Rotisserie is a style of roasting meat skewered on a long solid rod, called spit, over a fire in a fireplace or roasted in an oven. The meat is cooked by occasional rotation of the rod over the fire. The meat gets cooked in its own juice and the continuous rotation ensures that it gets evenly basted throughout. People often wonder “is rotisserie chicken healthy” and “is rotisserie chicken good for weight loss?” Well, if you compare this roasted chicken to the deep-fried one which is packed with fats, the roasted one is definitely good for weight loss.
Rotisserie Chicken Nutritional Content
A 100g serving of rotisserie chicken has 184 calories. It has 8g of fats and 96mg of cholesterol and 347mg of sodium. It doesn’t include any carbohydrates but contains 27g of proteins. It has high amounts of omega-6 fatty acids, about 1,087mg. Rotisserie chicken also has a good amount of phosphorous and potassium. It provides three percent of the recommended intake of iron and one percent each of calcium and vitamin A.
Prior to assuming a positive answer to your question “is rotisserie chicken healthy?”, you should rethink. Meats, when cooked at high temperatures, produce carcinogenic compounds called heterocyclic amines (HCAs ). According to the National Cancer Institute, a diet high in HCAs from meat increases the risk of stomach, breast, and colon cancers.
Also, rotisserie chicken has a high amount of sodium which triggers multiple health issues.

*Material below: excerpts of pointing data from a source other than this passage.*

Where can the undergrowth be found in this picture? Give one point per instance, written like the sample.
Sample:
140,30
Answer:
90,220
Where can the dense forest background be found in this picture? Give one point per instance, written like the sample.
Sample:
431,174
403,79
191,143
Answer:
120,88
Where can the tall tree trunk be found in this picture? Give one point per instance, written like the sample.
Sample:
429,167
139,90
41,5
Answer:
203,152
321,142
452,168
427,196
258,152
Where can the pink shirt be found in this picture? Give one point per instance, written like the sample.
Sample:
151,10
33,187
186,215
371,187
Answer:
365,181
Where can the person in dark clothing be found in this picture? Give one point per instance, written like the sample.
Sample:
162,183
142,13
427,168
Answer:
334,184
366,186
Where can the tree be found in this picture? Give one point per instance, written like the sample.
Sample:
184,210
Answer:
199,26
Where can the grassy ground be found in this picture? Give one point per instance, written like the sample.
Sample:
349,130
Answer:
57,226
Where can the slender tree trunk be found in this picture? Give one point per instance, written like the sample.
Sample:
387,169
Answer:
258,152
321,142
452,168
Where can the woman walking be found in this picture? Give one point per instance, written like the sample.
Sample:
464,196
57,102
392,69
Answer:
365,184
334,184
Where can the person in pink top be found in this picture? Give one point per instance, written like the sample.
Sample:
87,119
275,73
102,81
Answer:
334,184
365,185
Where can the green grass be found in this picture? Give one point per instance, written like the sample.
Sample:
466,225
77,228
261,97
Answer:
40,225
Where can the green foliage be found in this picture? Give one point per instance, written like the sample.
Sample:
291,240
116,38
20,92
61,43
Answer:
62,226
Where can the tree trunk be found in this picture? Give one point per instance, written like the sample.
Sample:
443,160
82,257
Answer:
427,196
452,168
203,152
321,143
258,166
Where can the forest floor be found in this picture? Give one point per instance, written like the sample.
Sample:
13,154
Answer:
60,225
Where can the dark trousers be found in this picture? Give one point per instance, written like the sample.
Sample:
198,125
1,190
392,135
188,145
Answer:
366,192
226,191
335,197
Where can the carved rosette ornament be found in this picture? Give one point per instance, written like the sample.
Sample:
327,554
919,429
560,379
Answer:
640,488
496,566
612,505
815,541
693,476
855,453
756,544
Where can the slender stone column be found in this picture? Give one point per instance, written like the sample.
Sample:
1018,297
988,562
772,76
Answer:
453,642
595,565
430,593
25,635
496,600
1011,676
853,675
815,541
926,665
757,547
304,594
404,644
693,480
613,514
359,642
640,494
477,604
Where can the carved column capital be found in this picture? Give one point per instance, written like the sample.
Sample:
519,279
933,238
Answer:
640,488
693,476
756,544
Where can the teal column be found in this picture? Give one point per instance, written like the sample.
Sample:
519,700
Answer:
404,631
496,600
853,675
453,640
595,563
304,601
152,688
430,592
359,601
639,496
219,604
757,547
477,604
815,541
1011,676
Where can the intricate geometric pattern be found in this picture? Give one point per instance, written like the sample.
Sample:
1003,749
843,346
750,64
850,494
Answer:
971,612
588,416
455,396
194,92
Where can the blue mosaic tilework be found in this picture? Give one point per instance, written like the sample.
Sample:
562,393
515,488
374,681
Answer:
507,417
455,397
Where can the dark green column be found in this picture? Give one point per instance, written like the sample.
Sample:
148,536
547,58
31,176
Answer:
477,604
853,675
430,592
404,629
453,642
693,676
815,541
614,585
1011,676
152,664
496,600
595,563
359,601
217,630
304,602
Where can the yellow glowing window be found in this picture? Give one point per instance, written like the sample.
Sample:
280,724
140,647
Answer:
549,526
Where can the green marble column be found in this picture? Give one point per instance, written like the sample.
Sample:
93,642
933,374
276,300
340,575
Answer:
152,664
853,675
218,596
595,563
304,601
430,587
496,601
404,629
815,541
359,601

Is Store-Bought Rotisserie Chicken Healthy?
Researchers at the Kansas State University found out that ready-to-eat rotisserie chicken had the highest levels of HCAs and the rotisserie chicken skin had even more due to its high-fat, high-protein, and low-moisture content.
The layer of fat underneath the skin is filled with a type of polyunsaturated omega-6 fat which is highly inflammatory. According to the International Journal of Cancer, dietary patterns very high in omega-6 PUFA may promote breast cancer development.
The store-bought chicken has three times of sodium compared to the home-cooked one. The birds are injected with a saltwater solution that enhances the flavor and moisture.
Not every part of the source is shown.